Diese Unterlagen werden von den Standesämtern gemäß den Fristen des Personenstandsgesetzes (Geburten nach 110 Jahren, Heiraten nach 80 Jahren, Tode nach 30 Jahren) an die zuständigen Kommunalarchive abgegeben. Da viele Gemeinden im Landkreis über kein eigenes Archiv verfügen, hat der Archivverbund in seiner Rolle als Kreisarchiv die Unterlagen vieler, aber bei weitem nicht aller Standesämter übernommen.

Standesamtsunterlagen fallen unter personenbezogene archivische Schutzfristen, dh. sie sind erst 10 Jahre nach dem Tod, hilfsweise 100 Jahre nach der Geburt, oder, wenn weder das eine noch das andere ermittelbar ist, 60 Jahre nach Entstehung der Unterlagen ohne weiteres zur Einsicht durch Archivbenutzer freigegeben. Insbesondere die Ehebücher unterliegen durch die darin verzeichneten Kinder langen Schutzfristen.

Sofern die Unterlagen noch nicht insgesamt frei von allen archivischen Schutzfristen sind, können sie nur über konkrete schriftliche Anfragen zu einer bestimmten Person genutzt werden. Solche Anfragen sind gebührenpflichtig.

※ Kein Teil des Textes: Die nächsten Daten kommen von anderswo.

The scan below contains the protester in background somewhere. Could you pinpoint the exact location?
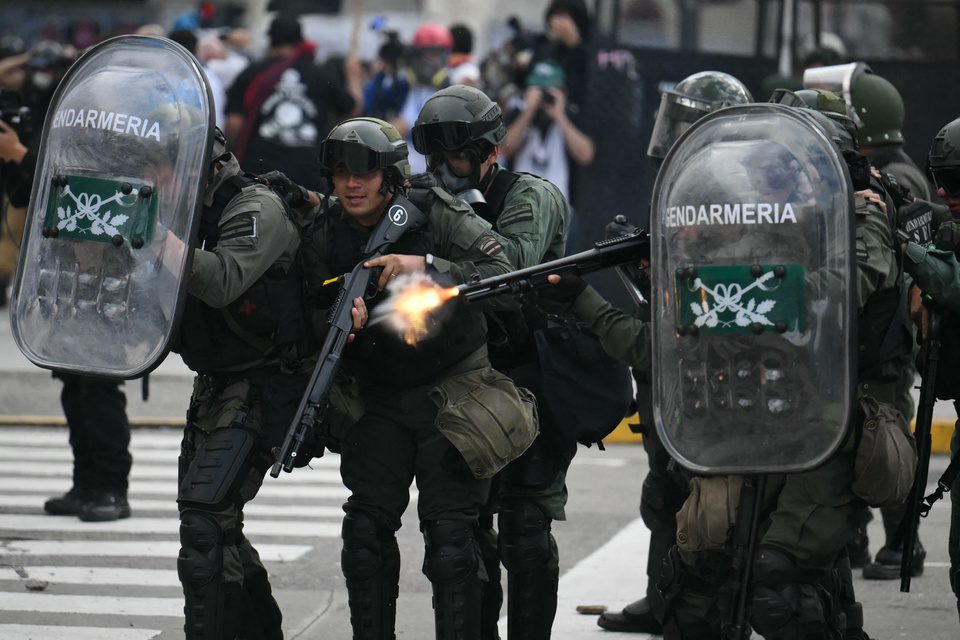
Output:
[363,30,410,120]
[226,14,363,189]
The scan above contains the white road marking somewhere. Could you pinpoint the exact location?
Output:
[0,624,162,640]
[0,476,350,500]
[0,493,343,520]
[0,592,183,618]
[500,518,660,640]
[0,566,180,588]
[0,456,343,484]
[0,540,313,564]
[0,513,341,538]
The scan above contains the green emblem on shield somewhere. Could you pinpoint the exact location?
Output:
[44,176,157,249]
[676,264,806,334]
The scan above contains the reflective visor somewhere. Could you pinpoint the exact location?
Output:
[413,120,499,155]
[320,140,389,176]
[930,167,960,198]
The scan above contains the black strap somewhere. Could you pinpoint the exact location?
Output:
[200,175,253,251]
[486,169,520,224]
[920,452,960,518]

Für die Bearbeitung einer solchen Anfrage benötigen wir:

  • Name und Vorname(n) der gesuchten Person. Hatte sie mehrere Vornamen, sollte der Rufname (sofern bekannt) gekennzeichnet werden.
  • Datum und / oder Registernummer der Geburts- / Heirats- / Sterbeurkunde. Ist das genaue Datum bzw. die Nummer nicht bekannt, kann eine Suche immer noch über die alphabetischen Namensverzeichnisse der Register erfolgen.
  • Ort der Geburt / der Heirat / des Todes.
    • Standesämter arbeiten nach räumlicher Zuständigkeit für den Ort eines Ereignisses. Wohnt z.B. jemand sein Leben lang in Pirna, verstirbt aber bei einem Verkehrsunfall in Dresden, ist sein Tod beim Standesamt Dresden registriert.
    • Tode von Soldaten in den Weltkriegen wurden im Heimatstandesamt registriert. Allerdings oft erst nach Wochen oder Monaten.
    • Ist ein Todesort nicht ermittelbar, gibt der Ort der Auffindung der Leiche den Ausschlag über das zuständige Standesamt.
    • Heiraten erfolgten oft am bisherigen Wohnort der Braut.
    • Orte wechselten gelegentlich die Standesamtszugehörigkeit bzw. hatten zu bestimmten Zeiten eigene Standesämter.
    • Ohne genaue Ortsangabe ist eine Suche mitunter langwierig und teuer, da sie sich über mehrere Standesamtsbestände erstrecken kann.
  • Ihre Rechnungsanschrift und eine formlose Einverständniserklärung zur Kostenübernahme.
  • Angabe, ob Kopien der Personenstandsunterlagen (Urkunden und / oder Sammelakten) gewünscht sind und ob für diese Kopien eine Beglaubigung (idR. wichtig für eine Vorlage bei Gericht) benötigt wird. Grundsätzlich muss bei Kopien aus den Registerbüchern wegen der engen Bindung mit Informationsverlust im Buchfalz gerechnet werden.
  • Eine Telefonnummer für Rückfragen

Je nach Umfang der Anfrage und den bereits vorhandenen Informationen können die Gebühren schwanken. Grundsätzlich berechnen wir 25,00 € pro angefangene Arbeitshalbstunde für die Beantwortung von schriftlichen Anfragen, 0,70 € pro schwarz/weiße A4-Kopie bzw. 1,00 € pro schwarz/weiße A3-Kopie und 2,90 € pro angefangene 5 Arbeitsminuten für Beglaubigungen.

Sterbeurkunden des „Standesamtes Sonnenstein“

1940 und 1941 wurden von den Nationalsozialisten im Rahmen der „Operation T4“ in der Tötungsanstalt Pirna-Sonnenstein rund 13720 vorwiegend psychisch kranke und geistig behinderte Menschen umgebracht. Damit einher gehend wurde das kurzlebige Standesamt Sonnenstein eingerichtet.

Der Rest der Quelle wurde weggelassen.